Best GPU for FLUX Image Generation
Choosing a GPU for FLUX.1 [dev] and FLUX.1 [schnell] — VRAM requirements, image-per-second throughput, and the cheapest path to production.
FLUX is the current state-of-the-art open image model from Black Forest Labs. It's also notoriously VRAM-hungry: the full model is 12B parameters, and you need room for the T5 text encoder and VAE on top.
VRAM requirements
| Variant | Model VRAM (FP16) | Practical floor |
|---|---|---|
| FLUX.1 [dev] | ~24 GB | 24 GB GPU (tight) |
| FLUX.1 [dev] FP8 | ~12 GB | 16 GB GPU |
| FLUX.1 [schnell] | ~24 GB | 24 GB GPU |
| FLUX.1 [schnell] NF4 | ~7 GB | 12 GB GPU |
If you only have 12 GB of VRAM, you're in NF4-quantized territory. Quality is surprisingly good but you do lose some prompt adherence on complex compositions.
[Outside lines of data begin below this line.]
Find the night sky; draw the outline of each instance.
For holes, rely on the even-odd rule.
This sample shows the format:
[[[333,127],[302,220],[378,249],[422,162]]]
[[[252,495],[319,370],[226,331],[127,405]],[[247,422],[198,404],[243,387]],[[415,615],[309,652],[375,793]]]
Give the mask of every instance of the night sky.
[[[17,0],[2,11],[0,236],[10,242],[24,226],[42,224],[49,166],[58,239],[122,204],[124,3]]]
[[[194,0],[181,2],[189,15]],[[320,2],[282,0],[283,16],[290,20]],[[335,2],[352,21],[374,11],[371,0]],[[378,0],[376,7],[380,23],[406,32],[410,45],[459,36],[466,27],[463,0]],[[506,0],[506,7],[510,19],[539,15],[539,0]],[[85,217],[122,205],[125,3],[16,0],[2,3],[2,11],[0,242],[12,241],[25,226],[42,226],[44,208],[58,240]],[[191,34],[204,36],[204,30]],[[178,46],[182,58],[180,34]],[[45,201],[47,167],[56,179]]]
Throughput (1024×1024, 20 steps, batch 1)
- RTX 4060 Ti 16GB: ~22s per image (FP8)
- RTX 4090 24GB: ~6.5s per image (FP16)
- L40S 48GB: ~5.8s per image (FP16)
- A100 80GB: ~5.0s per image (FP16)
- H100 80GB: ~2.4s per image (FP16)
Cost per 1,000 images (FP16, ~6s/image, no batching gains)
Roughly 1.7 hours of GPU time per 1,000 images.
| GPU | Hourly | Cost per 1,000 imgs |
|---|---|---|
| RTX 4090 (RunPod Community) | $0.34 | $0.58 |
| L40S | $1.10 | $1.87 |
| A100 80GB | $1.19 | $2.02 |
| H100 80GB | $2.99 | $5.08 |
The RTX 4090 is the cost king for FLUX if you don't need datacenter SLA. Even versus an H100 it wins by ~9× on cost per image, despite being ~2.5× slower per image.
Recommendation
- Tinkering: 4090 on RunPod Community or Vast.ai.
- Public-facing API: L40S in a Tier-3 datacenter — good throughput, predictable uptime, decent price.
- High volume / latency-sensitive: H100 with FP8 + batching, ~6× the throughput per card.